Sufjan Stevens, Bryce Dessner, Nico Muhly, James McAlister Planetarium

‘Planetarium’ began life in 2012 as a live commission by a Dutch concert hall, for which Nico Muhly, Bryce Dessner, Sufjan Stevens and James McAlister wrote a suite of songs for string quartet and trombone septet about various celestial phenomena, with Stevens providing the lyrics and vocals. Five years on, the performances have been rearranged in the studio, and the result is a little akin to staring up into a planetarium’s dome: bewildering, sporadically beautiful, almost terrifyingly random, and not quite as satisfying as experiencing first hand the thing it’s depicting.

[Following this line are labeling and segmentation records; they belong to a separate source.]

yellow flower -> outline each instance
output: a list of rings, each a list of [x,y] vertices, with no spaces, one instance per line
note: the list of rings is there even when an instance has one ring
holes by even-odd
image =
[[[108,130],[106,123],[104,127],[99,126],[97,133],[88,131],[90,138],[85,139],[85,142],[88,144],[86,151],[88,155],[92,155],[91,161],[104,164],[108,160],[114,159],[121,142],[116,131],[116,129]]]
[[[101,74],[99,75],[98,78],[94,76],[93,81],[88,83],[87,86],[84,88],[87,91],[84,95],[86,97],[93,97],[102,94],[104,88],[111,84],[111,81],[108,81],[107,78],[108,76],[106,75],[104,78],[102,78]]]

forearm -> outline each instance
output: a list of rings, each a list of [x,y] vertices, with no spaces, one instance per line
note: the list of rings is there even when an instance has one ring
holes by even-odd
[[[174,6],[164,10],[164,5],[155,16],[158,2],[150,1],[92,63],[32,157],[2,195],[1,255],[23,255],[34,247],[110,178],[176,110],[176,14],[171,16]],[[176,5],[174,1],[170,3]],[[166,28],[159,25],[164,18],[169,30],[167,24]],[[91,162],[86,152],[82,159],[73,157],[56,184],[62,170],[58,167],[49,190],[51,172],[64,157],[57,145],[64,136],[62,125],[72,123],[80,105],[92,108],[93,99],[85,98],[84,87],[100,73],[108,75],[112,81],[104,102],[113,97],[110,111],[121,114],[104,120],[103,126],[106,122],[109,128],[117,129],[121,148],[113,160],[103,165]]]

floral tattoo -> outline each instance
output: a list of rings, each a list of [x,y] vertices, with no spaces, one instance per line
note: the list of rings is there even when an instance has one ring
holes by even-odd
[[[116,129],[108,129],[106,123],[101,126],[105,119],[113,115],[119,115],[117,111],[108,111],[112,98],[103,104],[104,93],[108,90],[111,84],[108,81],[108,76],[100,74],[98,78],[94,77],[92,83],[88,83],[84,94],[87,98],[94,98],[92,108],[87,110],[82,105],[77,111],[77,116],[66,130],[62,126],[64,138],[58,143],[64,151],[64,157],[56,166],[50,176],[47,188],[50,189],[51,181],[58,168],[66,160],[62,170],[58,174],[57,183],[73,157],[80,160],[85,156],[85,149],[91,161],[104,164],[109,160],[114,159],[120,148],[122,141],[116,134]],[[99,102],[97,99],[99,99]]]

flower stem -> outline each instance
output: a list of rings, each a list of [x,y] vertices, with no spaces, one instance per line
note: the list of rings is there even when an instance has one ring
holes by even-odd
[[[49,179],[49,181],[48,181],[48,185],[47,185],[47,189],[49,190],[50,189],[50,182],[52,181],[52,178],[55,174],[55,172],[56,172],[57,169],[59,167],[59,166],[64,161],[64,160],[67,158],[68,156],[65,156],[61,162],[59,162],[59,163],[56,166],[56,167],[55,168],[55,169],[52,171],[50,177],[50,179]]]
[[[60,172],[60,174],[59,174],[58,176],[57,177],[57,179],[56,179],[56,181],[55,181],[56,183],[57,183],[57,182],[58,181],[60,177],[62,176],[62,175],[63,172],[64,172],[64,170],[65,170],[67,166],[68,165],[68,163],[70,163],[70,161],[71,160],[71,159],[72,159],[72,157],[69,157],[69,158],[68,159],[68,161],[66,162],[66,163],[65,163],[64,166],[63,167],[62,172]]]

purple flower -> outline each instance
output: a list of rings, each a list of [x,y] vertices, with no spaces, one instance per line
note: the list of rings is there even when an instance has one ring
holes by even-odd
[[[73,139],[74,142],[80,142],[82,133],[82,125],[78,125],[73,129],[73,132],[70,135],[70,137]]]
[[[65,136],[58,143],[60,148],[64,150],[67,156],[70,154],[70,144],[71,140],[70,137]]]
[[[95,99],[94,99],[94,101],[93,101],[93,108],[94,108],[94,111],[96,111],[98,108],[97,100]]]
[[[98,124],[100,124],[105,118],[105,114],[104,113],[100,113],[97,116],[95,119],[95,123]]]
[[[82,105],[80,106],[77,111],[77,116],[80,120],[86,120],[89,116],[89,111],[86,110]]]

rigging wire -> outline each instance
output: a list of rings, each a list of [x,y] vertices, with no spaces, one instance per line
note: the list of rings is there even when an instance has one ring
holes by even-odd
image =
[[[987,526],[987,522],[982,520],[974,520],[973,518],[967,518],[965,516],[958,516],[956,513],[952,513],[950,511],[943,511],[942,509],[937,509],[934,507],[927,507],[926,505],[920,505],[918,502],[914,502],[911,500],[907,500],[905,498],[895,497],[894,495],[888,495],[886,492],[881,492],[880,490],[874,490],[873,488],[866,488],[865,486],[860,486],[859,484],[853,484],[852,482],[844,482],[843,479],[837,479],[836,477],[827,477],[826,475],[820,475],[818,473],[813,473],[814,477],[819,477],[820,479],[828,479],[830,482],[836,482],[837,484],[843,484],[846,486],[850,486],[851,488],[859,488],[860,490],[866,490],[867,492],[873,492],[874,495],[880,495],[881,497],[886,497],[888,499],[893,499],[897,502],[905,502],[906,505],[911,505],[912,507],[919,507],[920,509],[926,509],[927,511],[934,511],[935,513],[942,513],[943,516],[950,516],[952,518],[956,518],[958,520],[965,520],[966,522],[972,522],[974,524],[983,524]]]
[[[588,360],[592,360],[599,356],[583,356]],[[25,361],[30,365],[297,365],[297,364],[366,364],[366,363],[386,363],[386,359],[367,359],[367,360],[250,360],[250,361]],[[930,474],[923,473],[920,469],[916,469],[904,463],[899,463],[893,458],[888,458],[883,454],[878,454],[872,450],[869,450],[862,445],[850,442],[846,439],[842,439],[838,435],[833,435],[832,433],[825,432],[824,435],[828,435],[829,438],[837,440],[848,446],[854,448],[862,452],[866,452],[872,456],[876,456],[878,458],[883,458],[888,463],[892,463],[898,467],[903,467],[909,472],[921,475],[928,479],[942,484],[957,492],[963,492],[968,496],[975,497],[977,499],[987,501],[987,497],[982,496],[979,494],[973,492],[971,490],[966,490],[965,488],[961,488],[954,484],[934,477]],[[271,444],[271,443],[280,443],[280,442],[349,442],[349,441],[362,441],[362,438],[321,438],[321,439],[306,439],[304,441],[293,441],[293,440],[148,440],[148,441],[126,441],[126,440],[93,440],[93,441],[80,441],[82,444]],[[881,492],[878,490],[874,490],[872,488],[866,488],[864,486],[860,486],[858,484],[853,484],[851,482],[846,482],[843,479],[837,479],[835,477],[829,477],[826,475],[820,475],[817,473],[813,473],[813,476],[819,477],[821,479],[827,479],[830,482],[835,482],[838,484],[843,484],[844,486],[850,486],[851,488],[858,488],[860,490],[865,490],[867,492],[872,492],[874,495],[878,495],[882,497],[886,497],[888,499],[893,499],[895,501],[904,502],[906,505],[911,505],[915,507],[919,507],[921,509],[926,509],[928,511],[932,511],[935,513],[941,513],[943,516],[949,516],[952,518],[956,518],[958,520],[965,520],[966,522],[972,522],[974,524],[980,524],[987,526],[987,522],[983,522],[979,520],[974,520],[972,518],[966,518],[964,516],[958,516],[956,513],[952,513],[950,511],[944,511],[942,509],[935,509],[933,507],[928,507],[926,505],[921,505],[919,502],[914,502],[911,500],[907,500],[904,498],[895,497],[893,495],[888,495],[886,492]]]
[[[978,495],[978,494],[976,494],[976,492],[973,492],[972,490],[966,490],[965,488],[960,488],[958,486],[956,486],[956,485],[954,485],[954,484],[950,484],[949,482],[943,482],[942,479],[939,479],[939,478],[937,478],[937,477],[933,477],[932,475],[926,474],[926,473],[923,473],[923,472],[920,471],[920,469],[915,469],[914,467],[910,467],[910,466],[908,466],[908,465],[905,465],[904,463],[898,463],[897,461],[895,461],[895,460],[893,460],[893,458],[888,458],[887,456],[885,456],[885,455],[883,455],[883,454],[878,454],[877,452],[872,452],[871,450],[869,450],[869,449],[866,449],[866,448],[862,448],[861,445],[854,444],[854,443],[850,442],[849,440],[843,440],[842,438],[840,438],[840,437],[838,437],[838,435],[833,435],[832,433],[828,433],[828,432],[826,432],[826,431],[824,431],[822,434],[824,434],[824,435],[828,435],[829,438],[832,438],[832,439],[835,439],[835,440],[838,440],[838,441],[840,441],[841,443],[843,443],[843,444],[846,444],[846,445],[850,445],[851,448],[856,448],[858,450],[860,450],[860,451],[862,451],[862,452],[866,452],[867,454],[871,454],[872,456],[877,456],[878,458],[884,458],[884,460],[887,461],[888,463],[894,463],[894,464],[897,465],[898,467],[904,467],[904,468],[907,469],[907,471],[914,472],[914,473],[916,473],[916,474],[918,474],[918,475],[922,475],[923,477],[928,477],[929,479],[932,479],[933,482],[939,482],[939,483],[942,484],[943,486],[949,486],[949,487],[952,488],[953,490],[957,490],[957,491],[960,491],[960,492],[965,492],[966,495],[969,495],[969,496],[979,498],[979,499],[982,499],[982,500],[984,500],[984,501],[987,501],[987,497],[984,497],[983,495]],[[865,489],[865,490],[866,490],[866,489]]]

Given Stevens’ love of a thematic album – his two US states albums are both masterpieces, and ‘Enjoy Your Rabbit’, his song cycle about the Chinese zodiac, is an engrossing experiment – this sort of territory should be a happy hunting ground for him. And when he’s left alone, it broadly is: ‘Planetarium’’s opening and closing songs, ‘Neptune’ and ‘Mercury’, are essentially Stevens solo, and are both gorgeous, rich, poignant and elegant in a way that the intervening pieces unfortunately subjugate. Accordingly, several songs (‘Venus’, ‘Jupiter’, ‘Saturn’) start promisingly but are then bludgeoned by bizarre electronica, and elsewhere the tenderness of Stevens’ melodies is undermined by rather ambient, overlong washes that float by aimlessly. That’s a shame, as somewhere within the theatrics and vast emptiness of ‘Planetarium’, there lies a rather lovely record.